Volume 21, No.2

Rowan.net: An APL-like Interpreter for .Net

by Richard Smith (richard@redcorona.com)

Note: to view the code examples in this article correctly you need a Unicode font including APL characters (ideally APL385 Unicode, but Arial Unicode is also OK) and a Unicode enabled browser.

Introduction

A couple of issues ago I wrote an article about R.net (Vector 20.2, p.136), a reverse Polish array interpreter. As I hinted in that article the target was to include a parse table similar to Hui’s (Vector 9.4, p.85) to allow APL-like syntax, and fulfil a longstanding ambition to write my own APL interpreter.

Rowan is the result of this effort: a language which is superficially very APL-like, using single-character primitives in the main and a conventional syntax. The APLers among you should recognise this code fragment as one which you could copy-paste into another language:

   avg←{(+/⍵)÷⍴⍵}
   a←3 5 6
   avg a
Result: 4.66666666666667

This short example shows how Rowan allows direct-definition functions, how it uses the D-style ⍺ and ⍵ for left and right arguments (although the averaging function is a monad, so there is no ⍺ used here) and how it supports operators like /.

Rowan is built on the same engine as R, so it has the same array capabilities, the same connection to the main .Net framework, the same error-handling and the same namespace architecture (see the article on R if you're interested). Having an infix syntax brings in new ideas too: monadic and dyadic functions, operators and conjunctions; these are all catered for in a second level of core, which builds on the basic concepts in the R core.

Rowan supports basic arithmetic operations on extended precision numbers, represented by the LargeInteger class. You enter an extended precision number by appending the backquote character (`) to a number:

   li←1e300`   ⍝ Extended precision
   (li + 1) - (li - 1)
Result: 2`
   d←1e300     ⍝ Normal double precision
   (d + 1) - (d - 1)
Result: 0

As you can see, you can use arithmetic functions with ‘ordinary’ numbers on one side and extended-precision ones on the other; in this case the narrow operand is widened to extended-precision.

These numbers have arbitrary precision, but obviously the space they take up gets larger the more significant figures are preserved: (li + 1) takes up 128 bytes. However they are smart and when they have blank bytes at either end they shrink themselves, so li is only 4 bytes plus an integer exponent.

Character Set

As you can see, Rowan uses APL-style one character glyphs. You might recall that R is an entirely ASCII language, which dates from its days as a Java applet where no APL font was present, and I had a decision to make when I started on Rowan. I decided that since .Net has good Unicode support throughout, I would throw off the restrictions of a small character set and make use of the APL characters which are defined in the Unicode spec. I have always liked the conciseness of APL, and the Unicode character set lets me have that without defacing the accented characters and so on; it also means there are unused symbols for which I can invent a use (for example, the Customise operator ⌾).

Rank

An important feature is the concept of rank. This is effectively the level of ‘digging’ a function does before it starts to work, and is best illustrated with an example:

   b←[[5 6][7 8]]
   avg b
Result: (6 7 )
   (avg^1) b
Result: (5.5 7.5)

With no digging (rank 0, the default for user-defined functions), the averaging function does ((5 6) + (7 8)) ÷ 2 – running on the whole array at once – whereas with rank 1 it ‘digs’ one level and then runs on (5 6) and (7 8) separately. You can use rank -1 to operate on the scalar elements at the deepest level of an array.

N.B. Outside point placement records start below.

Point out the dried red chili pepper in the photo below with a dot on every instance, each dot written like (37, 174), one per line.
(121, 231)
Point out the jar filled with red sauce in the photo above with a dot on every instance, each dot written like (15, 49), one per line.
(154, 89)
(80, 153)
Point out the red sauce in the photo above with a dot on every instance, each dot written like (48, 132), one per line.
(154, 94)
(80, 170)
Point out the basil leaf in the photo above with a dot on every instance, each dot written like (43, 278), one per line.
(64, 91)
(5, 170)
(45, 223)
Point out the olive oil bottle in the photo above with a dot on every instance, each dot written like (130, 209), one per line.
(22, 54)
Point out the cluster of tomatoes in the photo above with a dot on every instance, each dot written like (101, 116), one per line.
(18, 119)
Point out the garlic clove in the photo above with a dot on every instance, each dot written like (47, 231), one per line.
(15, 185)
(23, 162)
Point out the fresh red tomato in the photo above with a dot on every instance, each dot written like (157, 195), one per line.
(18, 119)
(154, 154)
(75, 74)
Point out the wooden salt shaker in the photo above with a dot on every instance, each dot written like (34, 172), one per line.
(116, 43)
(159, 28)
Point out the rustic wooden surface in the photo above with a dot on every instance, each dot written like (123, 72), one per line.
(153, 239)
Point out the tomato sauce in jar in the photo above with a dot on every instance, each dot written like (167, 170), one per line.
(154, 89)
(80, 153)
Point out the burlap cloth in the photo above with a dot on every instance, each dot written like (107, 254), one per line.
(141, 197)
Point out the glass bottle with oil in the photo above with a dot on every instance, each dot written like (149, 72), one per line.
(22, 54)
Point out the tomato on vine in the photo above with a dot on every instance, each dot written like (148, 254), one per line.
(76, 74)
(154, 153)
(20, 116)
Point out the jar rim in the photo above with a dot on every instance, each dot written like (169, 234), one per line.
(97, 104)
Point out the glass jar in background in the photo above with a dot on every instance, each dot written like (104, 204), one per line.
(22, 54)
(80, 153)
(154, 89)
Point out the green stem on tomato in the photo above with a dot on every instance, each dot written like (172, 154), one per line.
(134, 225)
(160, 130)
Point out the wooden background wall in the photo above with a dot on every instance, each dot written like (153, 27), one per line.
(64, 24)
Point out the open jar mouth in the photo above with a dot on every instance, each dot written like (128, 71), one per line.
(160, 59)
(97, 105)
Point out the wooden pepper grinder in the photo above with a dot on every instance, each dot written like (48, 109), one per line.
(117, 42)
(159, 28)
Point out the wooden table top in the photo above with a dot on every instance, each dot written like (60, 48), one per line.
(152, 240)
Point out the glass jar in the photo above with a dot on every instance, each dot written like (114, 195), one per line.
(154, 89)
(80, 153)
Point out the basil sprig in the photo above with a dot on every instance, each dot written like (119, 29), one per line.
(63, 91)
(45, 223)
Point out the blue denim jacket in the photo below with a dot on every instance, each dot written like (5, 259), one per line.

Of course all array languages have a similar method of getting at deeply buried data within arrays, probably slightly different from mine! For the APLers among you, you can imagine that b is a rectangular array, and the rank of a function then corresponds to the axis to operate on.

Dyadic rank is very similar, allowing you to dig into the arguments on both sides, but with the addition of separate left and right ranks.

Scope

Rowan takes the D approach that everything is local unless declared otherwise. It’s not full-blooded lexical scope, because Rowan is based on a dictionary-stack language in R and so actually uses dictionaries for scoping; how it works is that every function internally pushes a new dictionary, localising everything declared within them. For example:

   c←12
   f←{c←4}
   f
Result: 4
   c
Result: 12

(This example also shows how the last statement in a function is its return value; see below.) To affect the global environment you need to use the Global Assign function, which is represented by the Left Vane character (⍅):

   f←{c⍅4}
   f
Result: 4
   c
Result: 4

You have to use Left Vane in a script to assign functions and variables that you want to be available once the script has finished; the normal assign arrow makes things local to the script, so would be useful for intermediate values.

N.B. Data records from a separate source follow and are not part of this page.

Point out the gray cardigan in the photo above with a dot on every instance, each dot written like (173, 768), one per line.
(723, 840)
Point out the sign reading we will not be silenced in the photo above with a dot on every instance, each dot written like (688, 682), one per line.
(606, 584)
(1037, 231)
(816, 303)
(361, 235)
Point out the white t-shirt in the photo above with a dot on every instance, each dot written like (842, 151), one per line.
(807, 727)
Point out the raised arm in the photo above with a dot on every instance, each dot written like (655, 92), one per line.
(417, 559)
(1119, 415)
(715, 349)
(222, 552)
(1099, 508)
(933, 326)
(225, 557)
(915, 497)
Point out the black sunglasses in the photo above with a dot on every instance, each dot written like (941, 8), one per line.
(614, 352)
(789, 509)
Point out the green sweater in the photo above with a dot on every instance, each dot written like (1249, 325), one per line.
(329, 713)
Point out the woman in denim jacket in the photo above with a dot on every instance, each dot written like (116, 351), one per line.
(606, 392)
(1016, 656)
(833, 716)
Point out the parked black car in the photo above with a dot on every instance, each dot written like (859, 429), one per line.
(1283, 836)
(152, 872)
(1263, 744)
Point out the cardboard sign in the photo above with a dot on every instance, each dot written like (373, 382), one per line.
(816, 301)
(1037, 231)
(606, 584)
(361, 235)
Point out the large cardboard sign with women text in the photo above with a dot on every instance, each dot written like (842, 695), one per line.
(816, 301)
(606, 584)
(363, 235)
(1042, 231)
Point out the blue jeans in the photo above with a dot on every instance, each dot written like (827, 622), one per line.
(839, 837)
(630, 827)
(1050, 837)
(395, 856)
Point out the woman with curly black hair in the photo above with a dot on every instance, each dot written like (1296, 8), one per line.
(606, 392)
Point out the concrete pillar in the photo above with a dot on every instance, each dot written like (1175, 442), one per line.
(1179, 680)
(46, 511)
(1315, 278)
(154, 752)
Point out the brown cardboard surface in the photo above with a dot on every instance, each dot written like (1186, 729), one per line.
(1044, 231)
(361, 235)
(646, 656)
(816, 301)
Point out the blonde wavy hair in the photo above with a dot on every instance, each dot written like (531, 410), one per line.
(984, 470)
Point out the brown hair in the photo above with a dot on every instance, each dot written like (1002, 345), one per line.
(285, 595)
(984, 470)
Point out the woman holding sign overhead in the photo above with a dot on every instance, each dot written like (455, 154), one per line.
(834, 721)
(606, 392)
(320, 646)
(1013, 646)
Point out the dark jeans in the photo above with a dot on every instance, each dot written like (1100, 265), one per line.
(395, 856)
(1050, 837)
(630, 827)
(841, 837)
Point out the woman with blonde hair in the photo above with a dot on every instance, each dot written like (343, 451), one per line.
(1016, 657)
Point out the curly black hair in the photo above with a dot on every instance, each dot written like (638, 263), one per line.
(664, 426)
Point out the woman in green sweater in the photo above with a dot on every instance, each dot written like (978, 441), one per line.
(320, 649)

While control structures in Rowan often require a block, delimited by braces, as part of their syntax, these blocks don't enclose scope because you often need to assign variables in the function they are in, and that would be impossible if they did. (You can't assign to 'super-locals', i.e. up the stack, in Rowan, only to locals and to globals.)

Functions and Statements

As the example right at the start of this article shows, you define simple functions by assigning a functional block (enclosed by braces) to a name. The same method can be used to assign longer functions; ending a line with a brace open will let you enter the rest of the function, until you enter the final closing brace. You can also use #ed, as in R, which lets you edit your function in a separate window.

An important point with Rowan is that functions don't have (in any syntactic sense) lines, they have statements. Because everything we’ve seen so far has been a single statement, we’ve got away with ignoring this because Rowan automatically adds a statement separator at the end of every block it's asked to parse (including session entry).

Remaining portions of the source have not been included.